Primer capítulo del libro “El oso Ondo” de Alejandro Fernández Aldasoro

Pedro Egaña llevaba en paro dos años, su mujer había dejado de quererle y no tenía un solo amigo que mereciera ese nombre. Parece el anuncio de un Volkswagen Golf de los noventa, pero era la vida corriente que le había tocado en suerte. Además, su Citroën Xsara de nueve años le había dejado tirado ya dos veces. Ni siquiera tenía un coche en el que confiar.

En realidad, acababa de encontrar un trabajo y cabría pensar que las cosas se estaban arreglando. No era así.
En ese momento escribía desde la mesa en la que llevaba sentado un mes como un niño bueno y de la que no se levantaba más que para ir a mear. Escribía para escapar de aquella oficina alienante y hostil en la que estaba para resolver asuntos inútiles que le importaban un bledo. Escribía para no amodorrarse del todo. Para sobrevivir, como había hecho siempre.

Los otros creían que se concentraba en la tarea idiota para la que le habían contratado. Egaña tenía debajo del ord, por si se acercaban, un informe infumable que simulaba leer desde hacía dos días. Su sueldito dependía de que no descubrieran lo que pensaba ni lo que era. Dependía de su habilidad para esconder el profundo hartazgo que sentía hacia las batallas por el poder que se celebraban con gran educación en la sala de reuniones, hacia el teatrillo de personajes secundarios obligados, al igual que él, a hacerse pasar por profesionales responsables y motivados.

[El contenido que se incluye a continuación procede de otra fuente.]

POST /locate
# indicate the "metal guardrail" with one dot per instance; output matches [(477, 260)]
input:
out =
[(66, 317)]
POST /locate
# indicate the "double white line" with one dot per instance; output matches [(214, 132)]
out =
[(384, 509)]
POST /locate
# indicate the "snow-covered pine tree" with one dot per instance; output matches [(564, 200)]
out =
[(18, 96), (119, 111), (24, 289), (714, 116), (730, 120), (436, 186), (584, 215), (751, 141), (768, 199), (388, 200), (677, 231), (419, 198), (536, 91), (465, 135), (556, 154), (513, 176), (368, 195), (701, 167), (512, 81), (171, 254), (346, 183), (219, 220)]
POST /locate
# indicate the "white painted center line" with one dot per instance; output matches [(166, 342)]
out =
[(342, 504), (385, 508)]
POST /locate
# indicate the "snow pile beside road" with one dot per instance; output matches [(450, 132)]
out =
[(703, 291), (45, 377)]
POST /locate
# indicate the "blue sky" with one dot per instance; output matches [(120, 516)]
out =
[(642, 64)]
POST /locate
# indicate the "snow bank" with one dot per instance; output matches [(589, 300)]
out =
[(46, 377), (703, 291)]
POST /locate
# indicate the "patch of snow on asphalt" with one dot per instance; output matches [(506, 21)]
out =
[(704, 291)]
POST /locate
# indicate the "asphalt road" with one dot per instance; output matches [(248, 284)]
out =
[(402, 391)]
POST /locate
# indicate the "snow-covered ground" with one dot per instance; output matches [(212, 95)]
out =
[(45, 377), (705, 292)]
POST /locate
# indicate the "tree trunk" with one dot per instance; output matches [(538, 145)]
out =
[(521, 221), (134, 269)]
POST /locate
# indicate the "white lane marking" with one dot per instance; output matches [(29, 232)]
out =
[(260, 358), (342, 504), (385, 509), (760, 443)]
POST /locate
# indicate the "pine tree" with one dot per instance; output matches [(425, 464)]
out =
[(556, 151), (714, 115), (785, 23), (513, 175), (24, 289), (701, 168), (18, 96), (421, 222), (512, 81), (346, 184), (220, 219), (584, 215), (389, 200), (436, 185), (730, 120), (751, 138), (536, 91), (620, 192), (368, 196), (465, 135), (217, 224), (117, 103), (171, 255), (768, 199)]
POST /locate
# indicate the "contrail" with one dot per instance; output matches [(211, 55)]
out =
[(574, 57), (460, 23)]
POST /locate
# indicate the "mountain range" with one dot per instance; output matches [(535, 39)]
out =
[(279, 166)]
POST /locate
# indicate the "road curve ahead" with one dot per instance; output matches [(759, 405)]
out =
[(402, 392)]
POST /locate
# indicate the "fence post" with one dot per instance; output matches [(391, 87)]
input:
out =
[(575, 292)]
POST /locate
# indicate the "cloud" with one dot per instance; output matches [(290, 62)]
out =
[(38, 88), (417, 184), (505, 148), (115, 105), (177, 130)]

Tenía 46 años y le humillaba la conciencia de ese fingimiento, pero se obligaba a teclear unas líneas clandestinas y se le pasaba un poco el dolor.

Pronto tendría que irse de su casa. Lo había estado retrasando con argumentos de conveniencia (no tenemos dinero para separarnos, no quiero alejarme de mis dos hijos, tratemos, aunque sea, de vivir como compañeros de piso), pero no funcionaba. No es posible ser menos de lo que se ha sido sin pagar el precio de la decepción. Egaña ya no era querido. Había bajado de precio y de valor. Estaba en liquidación.

Le dolía la espalda de dormir en una colchoneta de Ikea, le dolía la indiferencia de su mujer, sus miradas de desagrado, sus raciones de comida solo para tres. Pero lo peor era la sensación de irrelevancia. No le necesitaban, no le reclamaban. Ellos se arreglaban bien sin él. Pedro Egaña era el invitado que estaba retardando demasiado su salida. El mueble que su mujer apartaba cuando pasaba la aspiradora. El señor de marrón que vivía en casa de Gila.

De repente se había quedado sin sitio en el mundo. Sin familia, sin aliados, sin un trabajo alentador que le sirviera de apego y de coartada.

Los problemas habían llegado todos a la vez, con furia.

A menudo se preguntaba si no habría algo salvador en ello, si la conjunción de dificultades que le tocaba atravesar en ese momento no sería una gracia en vez de un castigo.

Quizás el universo, o Dios, o quien fuera que estuviera al mando, velara por él después de todo, y ya había desencadenado la lenta explosión que destruiría la prisión síquica de la que era incapaz de escapar por sí mismo. Siempre había tenido esa extraña sensación de ser observado.